Playing Style and Equipment: Choosing Between Tradition and Trend
1
In the plastic ball era, the lean is still toward harder rubber — at least, Butterfly thinks so too. So they announced that some products will be discontinued. Besides some pips rubbers (some fully discontinued, some discontinued in a specific thickness, depending on sales), they also discontinued some relatively soft inverted rubbers, including the fairly famous Sriver FX and Bryce High Speed.
One was the backhand god-rubber of the organic era. The other was a representative of Butterfly’s microlayer technology — though its spin is average, it is very light and quick, very easy to use. Beyond that, they also discontinued the Roundell Soft, also a soft rubber. At least by sales, people increasingly lean toward harder rubber. There was a time amateurs cried that D09c was too hard on the backhand; well, now many have glued it on the backhand too.
Also, some Butterfly blades will be discontinued. For example the Kaii Yoshida, which some penhold players quite like, and the discontinuation of some blade handle types — including the AN handles of the entire Tomokazu Harimoto line, two Jun Mizutani models, the Super Lin Yun-Ju and the Boll ZLC, as well as the ST and AN of the Apolonia and the Franziska ZLC.
Professional players using AN handles are rare now too. Over the past few years it seems ST is also shrinking — FL has won a sweeping victory.
2
I just wrote that the younger generation plays more of a topspin system, with superb rallying — not only in the professional realm but among amateur experts too. But the older players still start from an underspin system. In a sense, these two slightly different systems call for different equipment.
For an underspin-dominant system, even with an inner-fiber blade, the lean is toward softer and easier to load with spin. For example the W968, Innerforce Layer ALC and ZLC. In style, for instance: either rip the half-long ball to end it in one shot; or first loop a spinny enough high hang, then kill on the second ball.
For a topspin-dominant system, even using an inner-fiber blade, you need to raise the stiffness — harder or thicker. One phrase describes it: hardness and softness combined. Such a blade can both loop and hit, with steadier topspin rallying. For example the S968, Ovtcharov ALC, Heima-tuned KLC, Tomokazu Harimoto ALC. Relatively, it can be used closer to how an outer blade is used.
Classic inner blades focus on more extreme spin and absolute single-ball killing power. They need you to actively generate power more. Classic outer blades focus on easier stable rallying, scoring more by speed, placement and continuity. They need pairing with rubber that easily holds the ball and adds spin.
Each player’s style can sometimes be very spinny, very explosive, or varied in speed and placement. But the blade has its natural tendency.

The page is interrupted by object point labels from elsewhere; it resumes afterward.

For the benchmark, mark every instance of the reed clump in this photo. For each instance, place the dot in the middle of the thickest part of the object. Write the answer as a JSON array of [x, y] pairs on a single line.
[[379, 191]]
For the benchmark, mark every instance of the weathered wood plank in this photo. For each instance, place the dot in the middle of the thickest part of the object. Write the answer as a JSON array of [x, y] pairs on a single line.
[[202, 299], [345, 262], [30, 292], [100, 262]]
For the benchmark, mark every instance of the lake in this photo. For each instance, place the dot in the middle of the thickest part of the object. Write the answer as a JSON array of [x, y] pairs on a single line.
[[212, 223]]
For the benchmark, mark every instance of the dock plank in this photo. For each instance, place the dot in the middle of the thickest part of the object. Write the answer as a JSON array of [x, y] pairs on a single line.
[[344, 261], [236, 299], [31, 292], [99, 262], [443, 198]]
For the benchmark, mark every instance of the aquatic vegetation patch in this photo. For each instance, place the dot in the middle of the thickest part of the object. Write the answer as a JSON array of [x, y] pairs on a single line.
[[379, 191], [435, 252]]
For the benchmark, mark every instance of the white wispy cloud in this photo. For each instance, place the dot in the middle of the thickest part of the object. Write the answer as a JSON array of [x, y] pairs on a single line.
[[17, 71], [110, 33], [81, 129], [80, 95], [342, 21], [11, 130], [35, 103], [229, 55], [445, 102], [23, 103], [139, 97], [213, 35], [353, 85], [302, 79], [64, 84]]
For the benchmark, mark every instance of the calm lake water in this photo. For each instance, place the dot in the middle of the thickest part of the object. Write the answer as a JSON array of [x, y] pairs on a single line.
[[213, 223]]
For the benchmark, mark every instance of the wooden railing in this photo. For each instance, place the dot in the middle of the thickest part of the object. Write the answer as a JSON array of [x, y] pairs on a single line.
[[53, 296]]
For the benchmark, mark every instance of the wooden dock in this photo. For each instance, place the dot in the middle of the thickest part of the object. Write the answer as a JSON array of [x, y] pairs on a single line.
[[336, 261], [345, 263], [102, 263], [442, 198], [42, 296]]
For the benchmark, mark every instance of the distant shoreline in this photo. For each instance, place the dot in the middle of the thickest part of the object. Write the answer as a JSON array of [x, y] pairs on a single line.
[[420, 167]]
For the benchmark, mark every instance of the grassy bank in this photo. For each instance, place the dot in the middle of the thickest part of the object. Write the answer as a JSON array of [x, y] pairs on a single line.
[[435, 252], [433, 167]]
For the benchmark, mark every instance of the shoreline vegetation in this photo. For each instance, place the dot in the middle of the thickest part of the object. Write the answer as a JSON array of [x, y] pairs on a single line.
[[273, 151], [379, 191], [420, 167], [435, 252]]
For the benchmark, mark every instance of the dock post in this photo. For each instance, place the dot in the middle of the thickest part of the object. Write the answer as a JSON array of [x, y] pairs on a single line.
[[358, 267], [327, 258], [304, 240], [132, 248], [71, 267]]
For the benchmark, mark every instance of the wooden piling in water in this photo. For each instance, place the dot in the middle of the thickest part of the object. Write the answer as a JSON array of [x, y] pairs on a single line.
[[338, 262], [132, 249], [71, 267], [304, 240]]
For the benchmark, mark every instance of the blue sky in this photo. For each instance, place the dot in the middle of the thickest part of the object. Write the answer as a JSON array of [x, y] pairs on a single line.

In real matches, against different opponents: for the topspin-dominant, we should try to start from over-the-table underspin balls, breaking them with spin and rhythm changes. For the underspin-dominant, we should try to open the angles, moving them with placement, and at the same time ramp up speed as much as possible.
The professional juniors at table tennis schools, against old masters, should not tangle too much in over-the-table balls and spin; they should play as expansively as possible, with more topspin. And the old masters, against the professional juniors, should make more variation, exposing the difference between underspin and no-spin, striving to score in the first three balls or force the opponent’s errors.
3
The Fan Zhendong ALC and SALC are two fairly popular blades recently. The former is more traditional and classic; the latter, with Super ALC fiber, is the current trend.
The Fan A can be played more simply, handling the incoming ball’s spin more easily, but its elasticity is average and it needs your own power to drive it more. The Fan Zhendong SALC is more sensitive to incoming spin and relatively more prone to catching spin, but it improves the combination of spin and speed under medium power.
Whether in style or equipment selection, we all need to choose between tradition and trend.